Hi MHF,

I'm a physics undergraduate student at Oxford doing his MPhys project. I've got a problem that to me seems quite difficult but may be very easy for an experienced statistician. I'll lay out the problem below. Is there anyone in the department who could give me a clue as to if I'm on the right track and what statistics I need to learn?

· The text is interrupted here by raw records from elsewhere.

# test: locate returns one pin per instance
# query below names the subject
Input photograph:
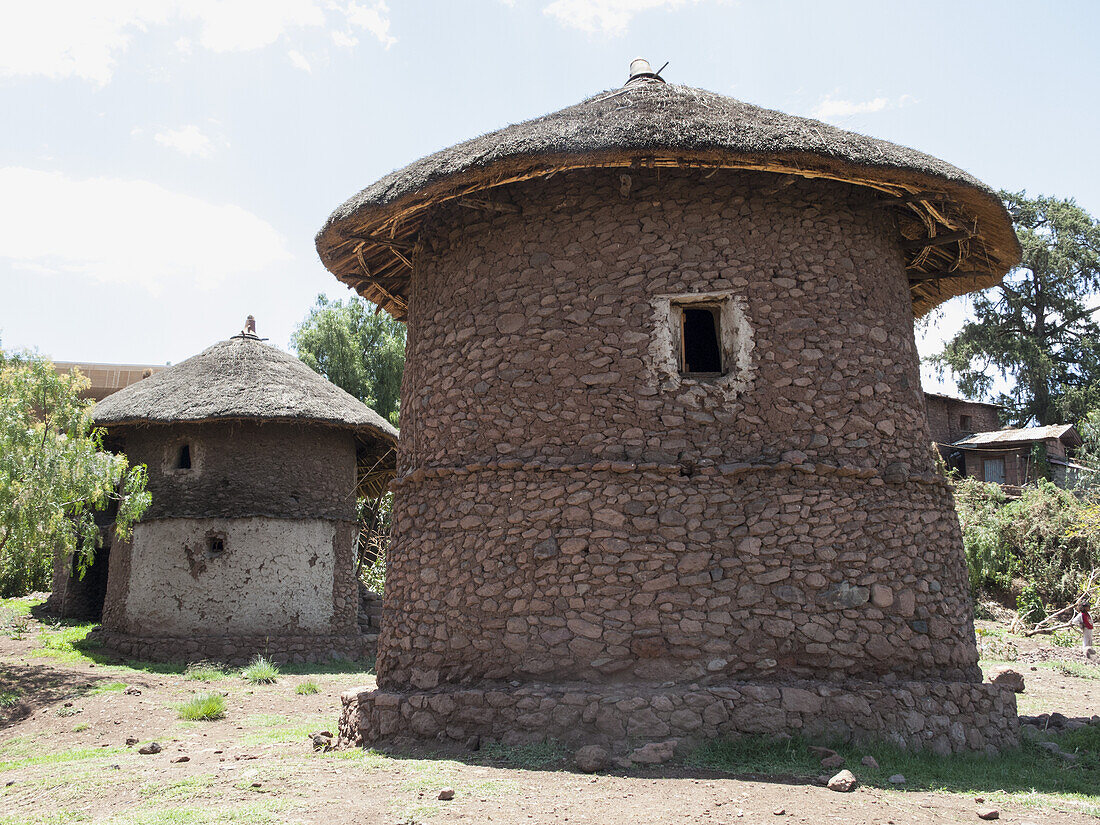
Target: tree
(358, 349)
(1037, 329)
(54, 474)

Thank you very much for any assistance.


Regards,


Will








The problem - the physics and notation:


The galaxies we are considering can be considered axisymmetric oblate spheroids.
Spheroid - Wikipedia, the free encyclopedia


These have two dimensions, the height and the width, the ratio of which is the true axial ratio. When you look at a galaxy in the sky it is randomly oriented. If the galaxy is edge on to you, then the ellipse you observe will have the same axial ratio as the galaxy, the true axial ratio, r. If the galaxy is "face on" then the axial ratio will be at a maximum, 1. The orientation of the galaxy means that the observed axial ratio, q, for any galaxy is between r and 1.

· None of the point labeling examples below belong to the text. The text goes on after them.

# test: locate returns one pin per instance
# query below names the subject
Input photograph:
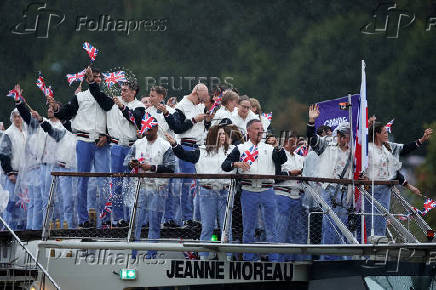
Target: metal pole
(406, 235)
(45, 228)
(133, 214)
(419, 220)
(344, 230)
(227, 227)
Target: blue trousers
(151, 203)
(15, 216)
(118, 153)
(173, 199)
(87, 153)
(213, 209)
(186, 198)
(250, 202)
(382, 193)
(291, 225)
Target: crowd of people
(217, 132)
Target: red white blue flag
(91, 50)
(389, 126)
(249, 156)
(361, 146)
(75, 77)
(147, 122)
(14, 94)
(267, 116)
(114, 77)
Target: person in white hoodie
(40, 160)
(12, 160)
(65, 157)
(256, 157)
(121, 128)
(334, 162)
(213, 193)
(151, 154)
(87, 112)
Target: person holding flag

Suppose we have a group of 244 galaxies all randomly oriented in the sky. The number of galaxies with axial ratio between q and q + dq (for small dq) is given by f(q) dq, so f(q) is the frequency distribution of observed galaxies. Similarly the number of galaxies with true axial ratio in interval [r, r + dr] is n(r) dr.


Here comes the stats.


Simply from the assumption that the galaxies are randomly oriented, we can derive that


(using latex notation incase the images don't work - copy and paste the text equations here Online LaTeX Equation Editor - create, integrate and download)


f(q) = \int dr \: n(r) P(q|r)





= \int_{0}^{q} dr \: \frac{ n(r).\:q}{\sqrt{1 - r^{2}} \sqrt{q^{2} - r^{2}}}





We want to reverse this equation, that is, we have f(q) and wish to find n(r)

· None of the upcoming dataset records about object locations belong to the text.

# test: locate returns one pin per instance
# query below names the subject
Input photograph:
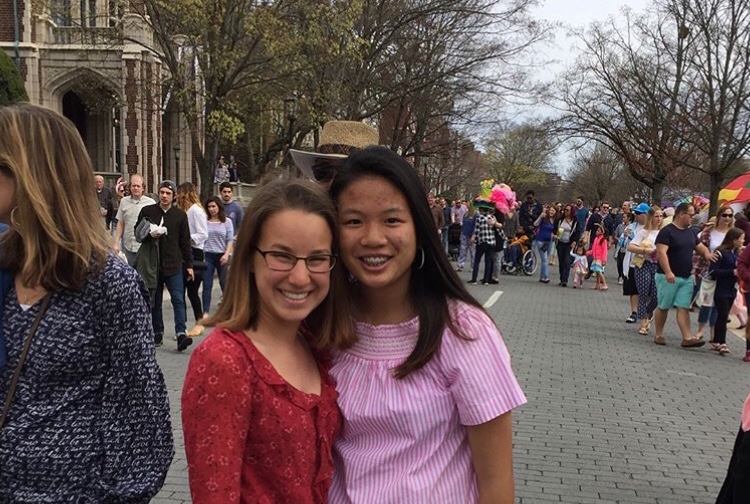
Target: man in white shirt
(127, 215)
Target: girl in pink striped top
(427, 389)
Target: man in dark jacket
(529, 212)
(173, 241)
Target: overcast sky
(576, 14)
(572, 14)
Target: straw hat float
(338, 139)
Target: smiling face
(739, 241)
(136, 187)
(213, 209)
(287, 297)
(378, 239)
(227, 194)
(166, 196)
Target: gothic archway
(94, 108)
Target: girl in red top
(259, 411)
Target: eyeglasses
(324, 170)
(282, 261)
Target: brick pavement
(611, 417)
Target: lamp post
(290, 112)
(176, 149)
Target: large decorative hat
(338, 139)
(498, 197)
(483, 199)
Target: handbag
(706, 292)
(199, 265)
(705, 295)
(22, 358)
(143, 229)
(499, 239)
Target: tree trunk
(657, 191)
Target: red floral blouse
(250, 437)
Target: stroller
(518, 256)
(454, 240)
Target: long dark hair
(435, 283)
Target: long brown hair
(727, 244)
(240, 305)
(57, 236)
(434, 286)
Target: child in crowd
(599, 254)
(259, 410)
(580, 266)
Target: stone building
(96, 62)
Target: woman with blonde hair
(86, 416)
(189, 202)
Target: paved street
(611, 417)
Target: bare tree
(600, 174)
(625, 92)
(520, 155)
(438, 63)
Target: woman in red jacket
(259, 410)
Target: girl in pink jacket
(599, 253)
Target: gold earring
(13, 217)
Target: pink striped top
(405, 440)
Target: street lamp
(176, 149)
(290, 112)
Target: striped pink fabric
(405, 440)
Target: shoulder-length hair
(330, 322)
(435, 283)
(187, 196)
(727, 243)
(57, 236)
(222, 214)
(649, 226)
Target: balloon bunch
(504, 198)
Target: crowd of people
(658, 265)
(348, 362)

To do this we first discretise this equation , sampling both n and f into N bins of width 1/N. Equation above becomes:


f(q_{i}) = \sum_{j = 0}^{i-1} P(q_{i},r_{j})\:n(r_{j})





Where here, f_i labels bin i of the observed ellipticities q, r_ j is bin j of the actual ellipticities r. And where


P(q_{i},r_{j}) = \frac{q}{\sqrt{1-r^{2}}\sqrt{q^{2} - r^{2}}}





...is analogous to P(q|r) and q and r are taken at the midpoint of each bin. Note in the sum equation we stop at bin i - 1 instead of bin i, as P(q_i | r_j ) -> infinity when i = j. This is later refered to as the approximation that P( j | j ) = 0


So to keep track of what we're doing, we're now solving the sum equation for n(r_ j), given known f and P. This sum equation is a matrix equation (with P[i,j] = 0 for j>i). K has zeroes on the leading diagonal so is singular and cannot be inverted. However, K is lower triangular, so we can solve it by forward substitution. I'll quickly explicitly show what that means.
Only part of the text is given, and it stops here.